En ese sentido, considera que «en absoluto» el acusado puede hablar de «error», pues «no pudo albergar duda alguna» de la negativa de la víctima «que exteriorizó claramente su oposición» a consentir sus demandas.

La mujer, en un examen médico, presentó escoriaciones y rasguños en antebrazos, piernas y glúteos, además de golpes en muslo y pierna «y secuela de estrés postraumático», según la sentencia.


AMENAZAS

El tribunal consideró que en el testimonio de la denunciante, concurren los tres requisitos «exigidos» como la «persistencia incriminatoria» clara para los magistrados, «no hay motivo de resentimiento o animadversión que permita calificar de inveraz» lo que contó y «median corroboraciones periféricas» que dan verosimilitud a la imputación.

Entre esas corroboraciones periféricas, la sentencia alude al testimonio de tres amigos del acusado, que fueron en la tarde del 18 de julio a la casa de la víctima «para presionarla para que no presentase denuncia», y la «amenazaron con quejarse» ante el servicio de menores de la Xunta de la desatención de sus hijos.

La Audiencia ve «comprensible» la tardanza de la mujer para presentar la denuncia «a consecuencia del grave temor experimentado y por su falta de dominio del idioma, además de su condición de extranjera sin recursos».

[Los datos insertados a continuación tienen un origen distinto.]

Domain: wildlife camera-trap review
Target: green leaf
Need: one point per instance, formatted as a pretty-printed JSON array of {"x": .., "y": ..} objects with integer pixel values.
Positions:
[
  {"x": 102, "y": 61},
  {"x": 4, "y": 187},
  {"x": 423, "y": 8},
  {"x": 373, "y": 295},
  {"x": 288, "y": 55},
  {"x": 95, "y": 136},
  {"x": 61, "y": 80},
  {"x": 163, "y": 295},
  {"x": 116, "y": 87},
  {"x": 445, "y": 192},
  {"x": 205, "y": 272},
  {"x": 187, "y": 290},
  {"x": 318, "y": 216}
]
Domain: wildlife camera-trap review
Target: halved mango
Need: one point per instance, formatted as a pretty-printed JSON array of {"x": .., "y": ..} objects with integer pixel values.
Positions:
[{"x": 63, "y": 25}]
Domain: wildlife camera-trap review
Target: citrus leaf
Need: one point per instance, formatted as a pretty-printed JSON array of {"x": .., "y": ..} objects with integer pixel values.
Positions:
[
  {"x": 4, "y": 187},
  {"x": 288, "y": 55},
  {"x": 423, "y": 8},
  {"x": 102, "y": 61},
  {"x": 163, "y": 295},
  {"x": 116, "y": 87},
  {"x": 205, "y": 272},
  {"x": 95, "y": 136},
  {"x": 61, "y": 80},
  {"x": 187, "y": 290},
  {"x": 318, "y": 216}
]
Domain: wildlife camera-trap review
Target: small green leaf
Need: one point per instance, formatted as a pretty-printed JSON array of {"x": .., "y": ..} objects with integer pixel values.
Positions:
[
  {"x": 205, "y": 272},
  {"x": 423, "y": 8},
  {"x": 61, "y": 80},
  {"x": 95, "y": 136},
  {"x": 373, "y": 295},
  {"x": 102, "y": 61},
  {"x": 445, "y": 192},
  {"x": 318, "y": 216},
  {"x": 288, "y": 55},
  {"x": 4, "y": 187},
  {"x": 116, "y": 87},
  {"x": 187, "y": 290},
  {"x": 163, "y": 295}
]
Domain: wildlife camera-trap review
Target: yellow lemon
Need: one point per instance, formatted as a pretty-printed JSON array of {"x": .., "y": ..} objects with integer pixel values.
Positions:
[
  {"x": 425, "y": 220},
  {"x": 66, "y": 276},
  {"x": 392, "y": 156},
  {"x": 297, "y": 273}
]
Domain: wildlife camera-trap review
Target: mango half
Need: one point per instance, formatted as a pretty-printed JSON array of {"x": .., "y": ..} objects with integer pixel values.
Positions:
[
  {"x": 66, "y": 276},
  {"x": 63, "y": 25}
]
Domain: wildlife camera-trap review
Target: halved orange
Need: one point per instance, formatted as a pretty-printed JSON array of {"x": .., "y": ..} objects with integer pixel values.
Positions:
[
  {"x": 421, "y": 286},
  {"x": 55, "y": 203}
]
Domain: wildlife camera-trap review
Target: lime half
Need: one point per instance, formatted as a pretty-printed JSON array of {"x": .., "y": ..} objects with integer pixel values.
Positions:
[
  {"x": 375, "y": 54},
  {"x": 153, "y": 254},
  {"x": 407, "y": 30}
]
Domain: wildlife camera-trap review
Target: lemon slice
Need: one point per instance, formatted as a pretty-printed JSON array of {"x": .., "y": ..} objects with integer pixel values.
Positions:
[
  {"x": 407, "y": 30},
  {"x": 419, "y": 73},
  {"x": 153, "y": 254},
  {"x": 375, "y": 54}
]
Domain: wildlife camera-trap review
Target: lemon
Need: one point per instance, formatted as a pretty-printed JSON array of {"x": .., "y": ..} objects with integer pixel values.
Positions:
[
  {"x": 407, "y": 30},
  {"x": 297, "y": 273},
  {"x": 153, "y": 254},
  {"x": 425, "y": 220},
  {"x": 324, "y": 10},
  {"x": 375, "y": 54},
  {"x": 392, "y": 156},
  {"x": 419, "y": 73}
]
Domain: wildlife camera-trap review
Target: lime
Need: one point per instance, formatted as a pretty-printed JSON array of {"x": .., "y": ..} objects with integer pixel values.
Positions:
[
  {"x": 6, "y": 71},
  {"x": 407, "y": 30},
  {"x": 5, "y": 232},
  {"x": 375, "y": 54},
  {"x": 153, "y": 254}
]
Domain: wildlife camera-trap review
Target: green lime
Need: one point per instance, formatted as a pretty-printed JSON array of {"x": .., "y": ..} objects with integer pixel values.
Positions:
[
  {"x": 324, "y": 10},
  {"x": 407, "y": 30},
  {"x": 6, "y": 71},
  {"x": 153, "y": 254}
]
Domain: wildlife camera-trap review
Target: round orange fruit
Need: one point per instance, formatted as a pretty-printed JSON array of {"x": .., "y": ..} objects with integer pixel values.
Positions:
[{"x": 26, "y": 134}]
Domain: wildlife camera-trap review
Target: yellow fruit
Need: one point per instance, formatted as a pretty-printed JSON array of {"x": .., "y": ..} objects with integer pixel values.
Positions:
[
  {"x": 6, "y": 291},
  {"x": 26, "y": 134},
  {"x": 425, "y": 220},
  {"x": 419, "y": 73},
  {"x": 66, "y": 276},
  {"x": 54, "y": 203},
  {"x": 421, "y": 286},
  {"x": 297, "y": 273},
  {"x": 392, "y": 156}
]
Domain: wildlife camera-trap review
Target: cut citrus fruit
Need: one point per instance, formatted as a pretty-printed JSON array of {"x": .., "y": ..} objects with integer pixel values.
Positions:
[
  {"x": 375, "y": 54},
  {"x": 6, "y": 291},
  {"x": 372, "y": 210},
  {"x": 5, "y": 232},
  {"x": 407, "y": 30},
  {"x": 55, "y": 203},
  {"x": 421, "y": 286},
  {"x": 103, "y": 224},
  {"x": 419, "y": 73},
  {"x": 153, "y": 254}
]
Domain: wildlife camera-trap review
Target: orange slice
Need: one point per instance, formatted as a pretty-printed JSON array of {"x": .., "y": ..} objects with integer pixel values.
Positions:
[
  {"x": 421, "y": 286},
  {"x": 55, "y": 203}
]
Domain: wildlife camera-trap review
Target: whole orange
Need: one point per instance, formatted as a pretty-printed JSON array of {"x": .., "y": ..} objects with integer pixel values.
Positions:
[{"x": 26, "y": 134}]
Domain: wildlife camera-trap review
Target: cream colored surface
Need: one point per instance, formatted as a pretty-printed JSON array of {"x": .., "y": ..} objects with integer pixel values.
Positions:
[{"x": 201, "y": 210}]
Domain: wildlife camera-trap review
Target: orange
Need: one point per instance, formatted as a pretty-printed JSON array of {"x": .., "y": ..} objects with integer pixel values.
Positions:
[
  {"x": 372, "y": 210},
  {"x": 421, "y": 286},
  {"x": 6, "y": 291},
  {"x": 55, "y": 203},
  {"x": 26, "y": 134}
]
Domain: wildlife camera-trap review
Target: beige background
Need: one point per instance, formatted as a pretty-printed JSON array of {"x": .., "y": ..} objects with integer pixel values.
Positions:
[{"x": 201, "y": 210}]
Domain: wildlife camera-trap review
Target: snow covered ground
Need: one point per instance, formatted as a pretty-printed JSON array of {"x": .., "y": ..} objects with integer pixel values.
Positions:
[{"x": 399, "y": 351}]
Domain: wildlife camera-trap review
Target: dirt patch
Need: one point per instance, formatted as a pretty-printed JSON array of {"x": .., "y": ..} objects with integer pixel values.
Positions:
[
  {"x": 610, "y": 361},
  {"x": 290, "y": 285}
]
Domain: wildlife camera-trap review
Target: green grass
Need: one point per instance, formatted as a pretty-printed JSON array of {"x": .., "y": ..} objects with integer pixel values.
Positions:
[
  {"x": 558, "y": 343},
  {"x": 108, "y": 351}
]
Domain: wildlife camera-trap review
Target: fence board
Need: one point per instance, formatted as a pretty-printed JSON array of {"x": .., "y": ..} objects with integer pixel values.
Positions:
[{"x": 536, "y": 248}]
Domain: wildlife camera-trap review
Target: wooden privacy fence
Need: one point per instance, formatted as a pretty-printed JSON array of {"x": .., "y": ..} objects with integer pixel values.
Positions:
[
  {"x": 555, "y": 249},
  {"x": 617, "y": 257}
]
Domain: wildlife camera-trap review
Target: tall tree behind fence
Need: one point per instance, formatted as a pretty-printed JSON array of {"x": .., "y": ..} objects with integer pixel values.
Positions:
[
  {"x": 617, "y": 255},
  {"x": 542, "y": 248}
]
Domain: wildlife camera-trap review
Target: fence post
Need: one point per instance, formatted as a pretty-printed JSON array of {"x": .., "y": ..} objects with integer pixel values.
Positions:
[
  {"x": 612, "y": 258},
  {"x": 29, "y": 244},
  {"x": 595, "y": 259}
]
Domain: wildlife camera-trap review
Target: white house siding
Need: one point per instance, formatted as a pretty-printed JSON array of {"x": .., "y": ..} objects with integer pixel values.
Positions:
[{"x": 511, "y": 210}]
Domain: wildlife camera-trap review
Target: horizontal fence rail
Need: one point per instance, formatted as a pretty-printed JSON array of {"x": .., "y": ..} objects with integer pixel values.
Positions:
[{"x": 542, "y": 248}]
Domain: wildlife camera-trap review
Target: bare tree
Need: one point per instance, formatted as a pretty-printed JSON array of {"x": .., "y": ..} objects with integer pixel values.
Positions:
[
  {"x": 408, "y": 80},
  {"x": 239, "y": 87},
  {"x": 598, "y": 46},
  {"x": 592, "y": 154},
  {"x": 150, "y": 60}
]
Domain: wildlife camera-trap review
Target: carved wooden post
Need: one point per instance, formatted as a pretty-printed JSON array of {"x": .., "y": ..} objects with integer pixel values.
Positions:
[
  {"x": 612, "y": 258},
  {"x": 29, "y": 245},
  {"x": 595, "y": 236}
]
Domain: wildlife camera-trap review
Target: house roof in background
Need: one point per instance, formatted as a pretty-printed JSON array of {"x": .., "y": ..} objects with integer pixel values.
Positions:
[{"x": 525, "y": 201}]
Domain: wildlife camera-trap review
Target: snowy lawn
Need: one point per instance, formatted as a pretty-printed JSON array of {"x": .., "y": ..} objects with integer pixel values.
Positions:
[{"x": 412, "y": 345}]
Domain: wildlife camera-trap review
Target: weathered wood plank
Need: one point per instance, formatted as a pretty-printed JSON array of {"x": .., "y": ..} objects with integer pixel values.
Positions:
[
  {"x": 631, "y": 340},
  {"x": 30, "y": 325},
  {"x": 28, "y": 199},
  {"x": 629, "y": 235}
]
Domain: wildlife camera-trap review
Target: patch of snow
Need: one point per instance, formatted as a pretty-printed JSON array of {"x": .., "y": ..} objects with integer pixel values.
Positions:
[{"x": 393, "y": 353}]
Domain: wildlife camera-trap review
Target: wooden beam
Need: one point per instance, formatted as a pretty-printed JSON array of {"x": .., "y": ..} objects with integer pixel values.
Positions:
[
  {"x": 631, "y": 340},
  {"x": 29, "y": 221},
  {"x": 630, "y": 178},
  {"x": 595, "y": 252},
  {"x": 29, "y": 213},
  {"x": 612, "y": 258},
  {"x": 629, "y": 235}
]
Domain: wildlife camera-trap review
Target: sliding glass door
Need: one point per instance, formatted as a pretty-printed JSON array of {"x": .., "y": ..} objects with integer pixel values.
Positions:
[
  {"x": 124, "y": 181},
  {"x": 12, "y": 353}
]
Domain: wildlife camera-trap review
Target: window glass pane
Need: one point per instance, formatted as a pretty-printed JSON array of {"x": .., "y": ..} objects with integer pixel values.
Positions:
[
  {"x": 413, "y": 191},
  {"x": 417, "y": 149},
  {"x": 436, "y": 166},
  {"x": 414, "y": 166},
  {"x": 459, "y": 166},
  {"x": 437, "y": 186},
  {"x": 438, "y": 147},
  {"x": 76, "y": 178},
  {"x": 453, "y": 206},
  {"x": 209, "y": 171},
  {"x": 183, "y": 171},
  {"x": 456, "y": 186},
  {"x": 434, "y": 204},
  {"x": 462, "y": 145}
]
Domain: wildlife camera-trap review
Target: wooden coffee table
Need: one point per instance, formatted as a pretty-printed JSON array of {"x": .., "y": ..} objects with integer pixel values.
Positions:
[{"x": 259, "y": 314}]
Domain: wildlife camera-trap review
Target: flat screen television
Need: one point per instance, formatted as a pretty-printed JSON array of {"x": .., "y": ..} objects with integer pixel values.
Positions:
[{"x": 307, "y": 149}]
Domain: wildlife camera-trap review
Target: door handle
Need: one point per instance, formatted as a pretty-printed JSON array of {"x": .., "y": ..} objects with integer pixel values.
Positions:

Concluye el texto judicial con una explicación sobre la «tesis sustentada por la defensa». «En ningún caso tener hábitos sexuales caracterizados por la promiscuidad sirve para cuestionar la versión de la denunciante sobre lo ocurrido, y menos para deducir que el acusado contaba con el consentimiento de su víctima», dice la sentencia, que no es firme y admite recurso de casación ante el Tribunal Supremo en los cinco días siguientes a la notificación.